Flash is the spyware, and no you cannot disable what it does, once it is installed it does what it is designed to do which is to gather as much information about you and your habits / behaviour online as possible … Thats why adobe put so much money into developing it all these years.
Its not just a Youtube player, or a free games player, its designed to make money out of using your data
It has 16 different communications methods, some of which are secure encrypted, and these can be used by anything which is designed to use flash
It also has its own programming language which other third parties can use against you when they detect it is installed in your browser.
It has what they call a transparent click map, which tracks your mouse position, movement and acceleration speed - Even if you dont click anything it watches where you are looking
It can also record anything you type or do online and send all of the gathered data to whoever is listening to those 16 communications channels
Web pages are designed to exploit it. Other plugins and apps are designed to exploit it.
But worse still, malware writers regularly find ways to exploit it, even the google version which is supposed to be more secure by not breaking chromes privilege levels ( which the original adobe one does )

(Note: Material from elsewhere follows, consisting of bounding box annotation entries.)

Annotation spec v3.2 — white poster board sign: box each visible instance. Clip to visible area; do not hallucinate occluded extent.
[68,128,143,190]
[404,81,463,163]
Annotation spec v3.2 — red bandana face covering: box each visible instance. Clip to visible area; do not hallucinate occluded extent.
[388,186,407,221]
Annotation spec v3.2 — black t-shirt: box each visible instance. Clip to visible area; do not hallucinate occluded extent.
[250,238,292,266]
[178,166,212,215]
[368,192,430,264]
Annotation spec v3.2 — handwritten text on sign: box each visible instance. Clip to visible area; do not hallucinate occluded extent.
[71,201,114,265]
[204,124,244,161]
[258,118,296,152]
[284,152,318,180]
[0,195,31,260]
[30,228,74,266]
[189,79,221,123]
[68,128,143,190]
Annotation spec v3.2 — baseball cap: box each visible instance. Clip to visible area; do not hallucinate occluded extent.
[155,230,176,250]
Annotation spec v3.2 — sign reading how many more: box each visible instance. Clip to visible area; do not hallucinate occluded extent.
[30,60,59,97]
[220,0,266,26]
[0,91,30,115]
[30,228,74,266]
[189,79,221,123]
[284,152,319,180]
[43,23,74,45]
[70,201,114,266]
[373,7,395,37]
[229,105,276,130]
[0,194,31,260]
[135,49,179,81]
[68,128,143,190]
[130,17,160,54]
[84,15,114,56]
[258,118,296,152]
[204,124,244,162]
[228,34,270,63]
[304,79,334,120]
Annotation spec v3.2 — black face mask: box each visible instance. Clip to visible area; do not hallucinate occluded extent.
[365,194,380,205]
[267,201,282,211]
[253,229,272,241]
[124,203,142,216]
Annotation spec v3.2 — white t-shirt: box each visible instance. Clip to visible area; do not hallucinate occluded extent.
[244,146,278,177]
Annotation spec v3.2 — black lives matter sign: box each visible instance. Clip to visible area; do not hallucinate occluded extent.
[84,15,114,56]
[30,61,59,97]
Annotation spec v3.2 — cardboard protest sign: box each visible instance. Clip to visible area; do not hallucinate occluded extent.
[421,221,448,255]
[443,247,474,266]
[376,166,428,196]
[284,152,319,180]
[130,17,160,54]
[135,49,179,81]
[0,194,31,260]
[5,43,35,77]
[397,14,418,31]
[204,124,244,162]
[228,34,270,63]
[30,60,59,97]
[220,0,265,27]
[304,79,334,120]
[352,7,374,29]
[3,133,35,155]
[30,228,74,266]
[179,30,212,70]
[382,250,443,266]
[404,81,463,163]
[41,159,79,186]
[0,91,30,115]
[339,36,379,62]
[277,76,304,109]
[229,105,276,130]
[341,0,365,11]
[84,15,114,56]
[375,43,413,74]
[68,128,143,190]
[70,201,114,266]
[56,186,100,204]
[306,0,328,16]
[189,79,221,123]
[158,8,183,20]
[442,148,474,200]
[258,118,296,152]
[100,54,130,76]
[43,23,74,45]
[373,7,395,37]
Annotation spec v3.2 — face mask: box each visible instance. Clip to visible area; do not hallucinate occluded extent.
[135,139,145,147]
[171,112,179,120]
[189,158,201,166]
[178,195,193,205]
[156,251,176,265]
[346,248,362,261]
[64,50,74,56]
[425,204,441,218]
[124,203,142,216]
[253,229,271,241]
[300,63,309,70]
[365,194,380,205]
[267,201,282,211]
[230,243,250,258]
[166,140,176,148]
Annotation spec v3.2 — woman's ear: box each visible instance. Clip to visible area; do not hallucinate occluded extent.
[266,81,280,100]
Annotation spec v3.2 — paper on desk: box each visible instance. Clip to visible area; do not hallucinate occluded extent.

You can restrict the size of data flash stores locally in LSOs ( locally Stored Objects - Super cookies ), but thats about all you can set. If you severely restrict use of those, it stores data locally to memory instead for as long as your machine remains on ( which is also useful for when you have your browser in Incognito mode ), and still gets to transmit usage data.
Adobe are not making this for free, it has many ways of getting data about you. And is the most prevailant spyware on the internet.
Thats why we dont want it in this browser. Now do you understand ?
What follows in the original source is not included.